Part 3/5 – Digital sovereignty and strategic technological autonomy[AI software factory is a critical technology for the EU economy]
- Andrzej Albera

- Jan 12
- 2 min read
Parallel to the discussion on productivity, there is a growing debate about the risk of becoming too dependent on external AI suppliers. Analyses for management and supervisory boards even point to a "sticky spot": companies see reputational, regulatory, and ethical risks, but often lack a strategy for the most important question – what will happen if we base critical processes entirely on closed, foreign platforms over which we have no real control?
The issue of agents only reinforces this: if the entire logic of processes – from credit decisions to infrastructure security – is embedded in black boxes outside the EU, digital sovereignty becomes a fiction. That is why it is so important that key agent technologies – especially those that affect digital infrastructure such as software development – are developed and maintained where they will be implemented.

The current infrastructure boom - gigawatt data centers, growing energy and water consumption, tensions around local communities—is turning data centers into the new "heavy industry" of the digital economy. Building their own hyperscale data centers is not a realistic option for most countries and companies, which is why another dimension of AI sovereignty is emerging: sovereignty at the software and cognitive layer.
GENESIS-AI meets this condition - it is being developed in European jurisdiction, in accordance with GDPR, NIS2, DORA, and the requirements of regulated sectors, and is designed to operate both in a fully on-premises model and in an EU-cloud-only variant, in cloud regions subject to European regulation and supervision.
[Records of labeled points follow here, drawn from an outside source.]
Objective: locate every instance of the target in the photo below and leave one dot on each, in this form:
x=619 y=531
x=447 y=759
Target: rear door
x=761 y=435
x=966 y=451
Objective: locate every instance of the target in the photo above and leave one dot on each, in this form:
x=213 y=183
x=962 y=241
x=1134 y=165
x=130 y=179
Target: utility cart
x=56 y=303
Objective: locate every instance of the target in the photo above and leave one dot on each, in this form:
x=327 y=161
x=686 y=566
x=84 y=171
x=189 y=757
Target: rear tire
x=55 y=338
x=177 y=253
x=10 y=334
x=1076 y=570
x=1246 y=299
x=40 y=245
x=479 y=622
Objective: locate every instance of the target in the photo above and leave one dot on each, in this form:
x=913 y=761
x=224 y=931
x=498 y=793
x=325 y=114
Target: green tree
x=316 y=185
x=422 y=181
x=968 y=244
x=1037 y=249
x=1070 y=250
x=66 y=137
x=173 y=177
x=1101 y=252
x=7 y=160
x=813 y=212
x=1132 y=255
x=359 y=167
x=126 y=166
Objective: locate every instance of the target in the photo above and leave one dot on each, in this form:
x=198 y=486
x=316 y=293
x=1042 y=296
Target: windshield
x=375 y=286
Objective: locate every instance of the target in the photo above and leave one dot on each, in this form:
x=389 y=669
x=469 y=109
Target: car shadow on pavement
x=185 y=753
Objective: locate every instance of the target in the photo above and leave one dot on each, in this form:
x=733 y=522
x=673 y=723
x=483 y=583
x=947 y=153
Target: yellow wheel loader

The second key element is the ownership and portability model:
you generate code in standard technologies (Python, C, SQL, popular web frameworks),
you give the customer the full, readable source code and deployment artifacts,
you do not enforce your own closed runtime, without which the system will not work.
This virtually eliminates vendor lock-in at the code level – the organization can maintain solutions on its own or collaborate with any partner, migrate between cloud and data center infrastructures without rewriting the system, and treat the agent-based software factory as a tool rather than a cage.
In the context of warnings about the "AI blind spot," which emphasize the need for conscious decisions by management in the area of critical technologies, GENESIS-AI is an example of how this gap can be closed: instead of relying on a single, external ecosystem, you build your own agent competence to generate code that is fully compliant with European regulations and standards. GENESIS-AI thus strengthens the EU's technological sovereignty in the area of AI for software development, reducing dependence on solutions from outside the EEA and directly contributing to the objectives of STEP and the AI Act framework.